Terrone

di Tullio Bugari

Quando gli dissero terrone, con quel tono sprezzante, pensò che si riferissero all’odore della terra della sua campagna, lasciata dalla sua famiglia da pochi mesi appena, per trasferirsi in una città dove quell’odore non c’era. Dell’odore della sua terra aveva trattenuto il ricordo, di quando v’immergeva le mani per rigirarla, granulosa, lungo il margine di un solco da poco scavato, per costruirvi un gioco mentre guardava gli adulti che dal fondo del campo salivano, spargendo attorno, strette tra le mani, manciate di grano; maritando la terra con una nuova semina.

Quell’anno non avevano più seminato. Già da alcune stagioni a ogni nuova semina mancava sempre qualche persona in più, partita per una fabbrica o una miniera del nord, e nei campi presto le avrebbero sostituite con nuove macchine dalla città.

Alla fine s’erano arresi anche loro, ma all’inizio dell’estate, dopo l’ultima mietitura. Non gli era toccato come ai mezzadri con la disdetta di San Martino, costretti a lasciare metà del proprio respiro nel campo, dopo la semina che non avrebbero visto crescere.

Anche il suo respiro però era rimasto intrappolato in quella terra, e quella parola pronunciata in modo sprezzante, terrone, l’aveva urtato come una mano che lo rovistasse estranea nel petto.

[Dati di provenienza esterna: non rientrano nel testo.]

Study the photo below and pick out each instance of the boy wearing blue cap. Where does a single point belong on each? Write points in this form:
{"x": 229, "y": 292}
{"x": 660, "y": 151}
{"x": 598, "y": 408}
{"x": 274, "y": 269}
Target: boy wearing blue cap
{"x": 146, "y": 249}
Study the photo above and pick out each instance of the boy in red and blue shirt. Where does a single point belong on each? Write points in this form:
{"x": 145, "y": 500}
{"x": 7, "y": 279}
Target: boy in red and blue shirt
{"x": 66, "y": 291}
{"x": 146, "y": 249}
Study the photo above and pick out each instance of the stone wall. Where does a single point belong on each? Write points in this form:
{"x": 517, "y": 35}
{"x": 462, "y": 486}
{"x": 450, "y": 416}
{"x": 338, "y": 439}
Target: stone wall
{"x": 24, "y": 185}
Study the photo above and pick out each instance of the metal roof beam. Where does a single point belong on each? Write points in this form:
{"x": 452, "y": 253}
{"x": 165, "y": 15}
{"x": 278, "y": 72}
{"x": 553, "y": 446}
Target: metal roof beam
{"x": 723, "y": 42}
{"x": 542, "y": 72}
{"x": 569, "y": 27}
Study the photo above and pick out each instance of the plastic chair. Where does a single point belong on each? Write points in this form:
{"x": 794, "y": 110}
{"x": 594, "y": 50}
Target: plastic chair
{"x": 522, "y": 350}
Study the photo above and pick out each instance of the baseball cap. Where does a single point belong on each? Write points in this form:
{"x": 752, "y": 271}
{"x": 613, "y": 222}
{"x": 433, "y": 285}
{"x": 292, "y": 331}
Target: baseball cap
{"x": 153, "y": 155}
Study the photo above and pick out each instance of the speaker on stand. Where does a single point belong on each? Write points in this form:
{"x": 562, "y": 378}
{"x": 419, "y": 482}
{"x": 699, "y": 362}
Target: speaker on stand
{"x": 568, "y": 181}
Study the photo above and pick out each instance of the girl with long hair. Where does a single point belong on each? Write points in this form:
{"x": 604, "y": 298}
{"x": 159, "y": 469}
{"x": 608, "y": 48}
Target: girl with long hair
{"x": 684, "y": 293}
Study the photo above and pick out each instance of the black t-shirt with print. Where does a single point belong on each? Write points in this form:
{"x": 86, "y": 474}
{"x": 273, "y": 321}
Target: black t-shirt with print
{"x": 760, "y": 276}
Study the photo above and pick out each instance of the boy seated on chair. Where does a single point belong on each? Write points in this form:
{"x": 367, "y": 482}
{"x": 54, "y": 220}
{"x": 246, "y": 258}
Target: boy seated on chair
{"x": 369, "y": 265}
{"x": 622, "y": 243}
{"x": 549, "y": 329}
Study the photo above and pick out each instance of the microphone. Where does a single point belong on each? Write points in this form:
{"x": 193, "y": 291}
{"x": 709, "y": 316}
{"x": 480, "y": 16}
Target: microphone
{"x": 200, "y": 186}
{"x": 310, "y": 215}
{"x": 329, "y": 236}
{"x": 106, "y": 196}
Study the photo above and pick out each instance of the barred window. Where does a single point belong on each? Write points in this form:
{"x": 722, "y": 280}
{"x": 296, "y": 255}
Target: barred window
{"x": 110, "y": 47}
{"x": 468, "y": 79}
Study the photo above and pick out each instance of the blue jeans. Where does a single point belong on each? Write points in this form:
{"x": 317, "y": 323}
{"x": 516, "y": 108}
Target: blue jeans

Non s’accorse nemmeno d’essergli già saltato al collo, a quello stupido ragazzo di un palmo più alto di lui. Intervennero subito a separarli, per sua fortuna, perché l’altro era più grande e forte, e pure cattivo per la sua stupidità. Ma nessuno, per il resto di quel mese, in quel centro di una valle alpina del nord dove l’avevano mandato a trascorrere l’estate, si rivolse più a lui con quella parola storpiata in modo sprezzante.

Soltanto una manciata di anni dopo, già studente sulla via dell’università, capì che terrone era l’insulto lanciato a chi veniva dalle regioni del Sud, che lui ancora non aveva mai visitato, ma immaginò subito profumate di terra, e ogni volta che in treno incontrava quelle persone con valigie di fortuna strette tra le mani, vedeva aggrappati ai loro sguardi i barlumi di quello stesso profumo che anche lui conosceva.

Nel 2020 il racconto “Terrone” è stato selezionato finalista nel Concorso Nazionale Scrivere Altrove (XII edizione), sezione “Italia che migra”, organizzato dalla Fondazione Nuto Revelli.